Question

find a peer-reviewed article

Details

The class is ED 643 Reading in the Content Areas and the topic has to be related to Reading (I was thinking the B-D-A Instructional Framework).
The assignment is as follows:
Locate a scholarly, peer review article on one of the topics covered in this course. Provide a summary of the major points of the article and implications for teaching. The article review should be between one and half to two pages in length. The citation should be in APA format and placed the end of the article review.

Answered By: Emily Thornton
Last Updated: Sep 01, 2020     Views: 18

I would start with the "Advanced Education Research" libguide: https://libguides.brenau.edu/grad-ed . The advantage is that it's a curated collection of resources specifically for Brenau grad ed students. It shows you more sources than GALILEO alone would, and also it has fewer technical issues, as you've seen!
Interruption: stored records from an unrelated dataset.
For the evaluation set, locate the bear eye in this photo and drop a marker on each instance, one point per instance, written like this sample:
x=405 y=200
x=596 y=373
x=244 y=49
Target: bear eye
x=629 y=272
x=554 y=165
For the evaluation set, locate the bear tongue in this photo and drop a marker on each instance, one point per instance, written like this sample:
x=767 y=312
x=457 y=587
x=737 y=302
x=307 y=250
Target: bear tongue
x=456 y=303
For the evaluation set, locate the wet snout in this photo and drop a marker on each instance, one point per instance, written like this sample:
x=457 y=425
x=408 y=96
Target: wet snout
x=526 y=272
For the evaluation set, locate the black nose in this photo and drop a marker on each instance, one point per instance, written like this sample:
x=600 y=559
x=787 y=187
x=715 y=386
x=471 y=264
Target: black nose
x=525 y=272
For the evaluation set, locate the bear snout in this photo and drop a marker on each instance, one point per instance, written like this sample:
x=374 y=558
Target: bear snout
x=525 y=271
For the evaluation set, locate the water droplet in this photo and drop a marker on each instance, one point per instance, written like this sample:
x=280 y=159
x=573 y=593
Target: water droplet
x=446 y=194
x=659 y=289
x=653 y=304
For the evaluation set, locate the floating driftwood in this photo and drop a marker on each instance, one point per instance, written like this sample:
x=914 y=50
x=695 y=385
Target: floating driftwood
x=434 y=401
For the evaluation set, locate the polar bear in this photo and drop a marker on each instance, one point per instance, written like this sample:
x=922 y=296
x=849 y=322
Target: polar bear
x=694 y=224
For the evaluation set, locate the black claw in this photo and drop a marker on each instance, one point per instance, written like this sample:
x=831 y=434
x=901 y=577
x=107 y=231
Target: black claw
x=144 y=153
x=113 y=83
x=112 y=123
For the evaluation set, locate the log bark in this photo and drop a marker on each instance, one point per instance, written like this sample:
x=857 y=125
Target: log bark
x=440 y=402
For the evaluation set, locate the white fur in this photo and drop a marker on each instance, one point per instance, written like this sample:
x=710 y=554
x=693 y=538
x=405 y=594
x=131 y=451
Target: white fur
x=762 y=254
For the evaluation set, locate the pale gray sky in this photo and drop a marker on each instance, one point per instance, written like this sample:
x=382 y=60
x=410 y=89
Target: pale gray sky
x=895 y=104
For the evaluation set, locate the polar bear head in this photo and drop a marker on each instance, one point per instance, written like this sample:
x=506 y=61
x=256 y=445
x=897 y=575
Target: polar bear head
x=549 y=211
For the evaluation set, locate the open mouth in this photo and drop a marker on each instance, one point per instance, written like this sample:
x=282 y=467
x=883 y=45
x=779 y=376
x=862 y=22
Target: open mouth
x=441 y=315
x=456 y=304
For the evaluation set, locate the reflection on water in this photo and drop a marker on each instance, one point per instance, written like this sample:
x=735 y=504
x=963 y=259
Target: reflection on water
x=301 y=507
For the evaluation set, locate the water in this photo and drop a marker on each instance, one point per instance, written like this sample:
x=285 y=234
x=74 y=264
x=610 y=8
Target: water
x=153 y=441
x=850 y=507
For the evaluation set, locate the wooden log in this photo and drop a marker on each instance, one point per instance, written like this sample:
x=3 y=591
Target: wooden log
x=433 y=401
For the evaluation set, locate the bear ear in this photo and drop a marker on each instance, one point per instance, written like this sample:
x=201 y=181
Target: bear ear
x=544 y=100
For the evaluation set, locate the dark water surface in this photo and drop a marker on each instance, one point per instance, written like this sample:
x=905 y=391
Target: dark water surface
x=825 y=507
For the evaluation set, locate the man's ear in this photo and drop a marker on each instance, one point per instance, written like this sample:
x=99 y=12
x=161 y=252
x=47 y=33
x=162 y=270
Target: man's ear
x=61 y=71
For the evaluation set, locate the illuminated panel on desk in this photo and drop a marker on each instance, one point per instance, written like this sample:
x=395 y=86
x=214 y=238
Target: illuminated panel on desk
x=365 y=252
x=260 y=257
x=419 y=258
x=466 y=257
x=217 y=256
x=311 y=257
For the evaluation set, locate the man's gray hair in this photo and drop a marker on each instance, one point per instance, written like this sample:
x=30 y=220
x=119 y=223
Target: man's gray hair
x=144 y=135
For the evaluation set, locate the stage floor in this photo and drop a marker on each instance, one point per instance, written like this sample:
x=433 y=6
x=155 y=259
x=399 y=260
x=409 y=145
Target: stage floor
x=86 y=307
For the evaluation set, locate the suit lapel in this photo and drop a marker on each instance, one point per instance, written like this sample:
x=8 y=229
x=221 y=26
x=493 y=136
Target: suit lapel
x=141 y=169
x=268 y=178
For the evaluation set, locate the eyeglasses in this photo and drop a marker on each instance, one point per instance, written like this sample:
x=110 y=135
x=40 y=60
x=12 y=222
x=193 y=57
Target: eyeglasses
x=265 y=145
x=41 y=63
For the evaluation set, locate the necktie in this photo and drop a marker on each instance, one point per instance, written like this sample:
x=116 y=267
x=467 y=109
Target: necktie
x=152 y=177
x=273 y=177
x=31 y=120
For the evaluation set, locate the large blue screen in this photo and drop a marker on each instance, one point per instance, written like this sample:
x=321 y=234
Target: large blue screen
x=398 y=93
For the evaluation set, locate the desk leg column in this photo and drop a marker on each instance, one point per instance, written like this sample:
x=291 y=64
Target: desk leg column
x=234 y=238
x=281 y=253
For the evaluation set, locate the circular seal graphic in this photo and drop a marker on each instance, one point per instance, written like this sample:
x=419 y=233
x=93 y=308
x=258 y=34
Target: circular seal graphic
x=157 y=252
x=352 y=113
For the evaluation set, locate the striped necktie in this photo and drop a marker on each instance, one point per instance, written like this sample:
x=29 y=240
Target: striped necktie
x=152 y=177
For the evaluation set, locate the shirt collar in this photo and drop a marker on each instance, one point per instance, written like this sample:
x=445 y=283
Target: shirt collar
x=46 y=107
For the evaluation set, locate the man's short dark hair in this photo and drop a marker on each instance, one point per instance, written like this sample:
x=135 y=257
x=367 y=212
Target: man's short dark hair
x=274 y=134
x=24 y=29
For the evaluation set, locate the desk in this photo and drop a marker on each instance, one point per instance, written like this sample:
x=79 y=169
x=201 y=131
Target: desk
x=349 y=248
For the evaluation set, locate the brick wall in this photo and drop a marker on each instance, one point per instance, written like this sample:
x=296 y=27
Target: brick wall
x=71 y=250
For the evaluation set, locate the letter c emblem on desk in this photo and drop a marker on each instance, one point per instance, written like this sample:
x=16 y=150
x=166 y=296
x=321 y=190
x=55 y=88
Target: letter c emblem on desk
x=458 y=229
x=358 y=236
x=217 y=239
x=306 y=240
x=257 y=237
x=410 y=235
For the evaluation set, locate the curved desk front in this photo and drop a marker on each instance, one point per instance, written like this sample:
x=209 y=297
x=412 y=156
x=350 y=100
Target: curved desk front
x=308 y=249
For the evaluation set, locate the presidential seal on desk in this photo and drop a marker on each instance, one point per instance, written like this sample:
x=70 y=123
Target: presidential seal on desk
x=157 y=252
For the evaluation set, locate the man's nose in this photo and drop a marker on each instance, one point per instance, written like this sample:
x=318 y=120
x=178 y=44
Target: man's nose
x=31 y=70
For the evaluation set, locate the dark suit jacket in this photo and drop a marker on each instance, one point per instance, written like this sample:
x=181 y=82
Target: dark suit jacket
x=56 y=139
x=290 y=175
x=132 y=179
Once you're in the libguide, click the General Education tab. You'll see a list of several databases that are helpful for education research. I'm going to recommend the very first one, Education Source. It has tons of relevant articles, but for some reason they don't show up in a GALILEO search.

When you click Education Source, it may ask you to sign in. Use your Brenau username and password. Once you're past that, you'll see that the Education Source search page looks a lot like the GALILEO search page. They're designed by the same company, but the content and tools are slightly different.

Under the search box, click Advanced Search. That will give you the option to combine together search terms.

In the first line, I used as many synonyms for BDA as I could. Authors love to describe these frameworks in slightly different ways, which messes with our search results. I put "before-during-after" OR BDA OR "B-D-A" OR "before during after". Be sure to put the OR in caps. The quotation marks around phrases makes the phrase "stick together" so it only searches those words in that exact order.

I used the other lines to narrow my results to only relevant stuff. For example, when I first searched "before during after," I got a bunch of reviews of a novel called Before, During, After. We're obviously not interested in that, so I added more search terms to get rid of irrelevant results. I added model OR framework OR method (again assuming authors will describe this in different ways) and then reading to make sure our results are relevant to your general topic.

Now you should have 9 search results. Look on the left and click "Scholarly (Peer Reviewed) Journals" to filter your results. You should lose one non-scholarly result. The first result, Content Area Literacy in Ensemble Music Education: The Before-During-After Instructional Framework, looks pretty close to what you need.